Analizzando i lavori di Claudia, figlia di questa età contemporanea cresciuta a "pane e internet", salta all’occhio come i numerosi input iconografici, la modalità di composizione e realizzazione dei lavori, attingano a piene mani tanto dalla cultura “alta” quanto da quella “popolare” e dalla cultura di massa senza soluzione di continuità. Recupera un immaginario tradizionale e sacro mescolato a stilemi neo pop derivati dai cartoon e dai manga giapponesi. C’è poi una forte componente “ludica”, non affatto trascurabile. Se già iconograficamente il riferimento al gioco “delle bambole”, dalle classiche casette a Barbie ai più moderni videogiochi, è lampante, non è da sottovalutare il valore simbolico e metaforico che questa scelta assume. Nel tentativo di risistemare e mettere ordine nella moltitudine di sensazioni e memorie, stereotipi e cliché, l’operazione di “miniaturizzazione” del mondo diventa il mezzo attraverso il quale Claudia riesce a prenderne il controllo, ad impossessarsi di paure e inquietudini rendendole così addomesticate per poterle, poi, liberamente ricomporre.

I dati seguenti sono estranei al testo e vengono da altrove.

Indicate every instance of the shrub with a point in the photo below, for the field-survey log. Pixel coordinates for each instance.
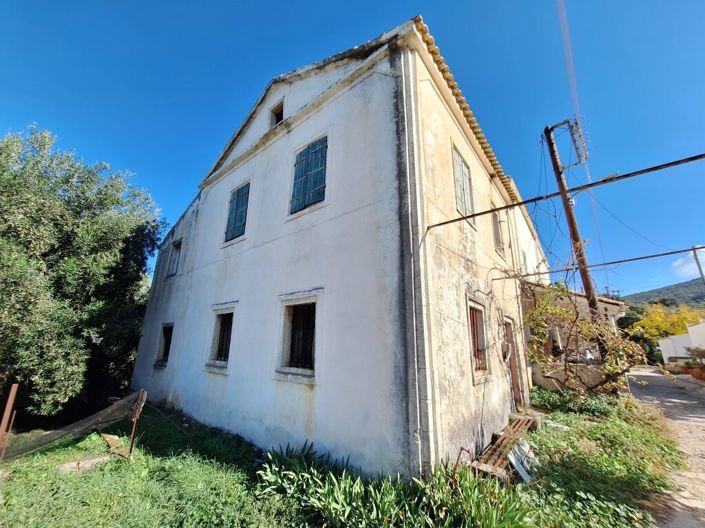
(568, 400)
(330, 494)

Il gioco diventa, quindi, un tramite attraverso il quale l’artista dà voce a condizioni emotive e sociali burlandosi dello stereotipo e del cliché con l’ironia di chi si sente, in fondo, chiamato in causa.  Il tutto, però, è ben lontano dall’essere assimilabile ad un diario di confessioni autobiografiche o a sfoghi passionali; è un racconto feroce, quello che la Giannuli mette in scena, trattato, certo, con delicatezza, avvolto da delicati toni fiabeschi e onirici che riferiscono ad una sensibilità quasi neo-naive e neofolk, ma giocoso fino in fondo e per questo inevitabilmente crudele.”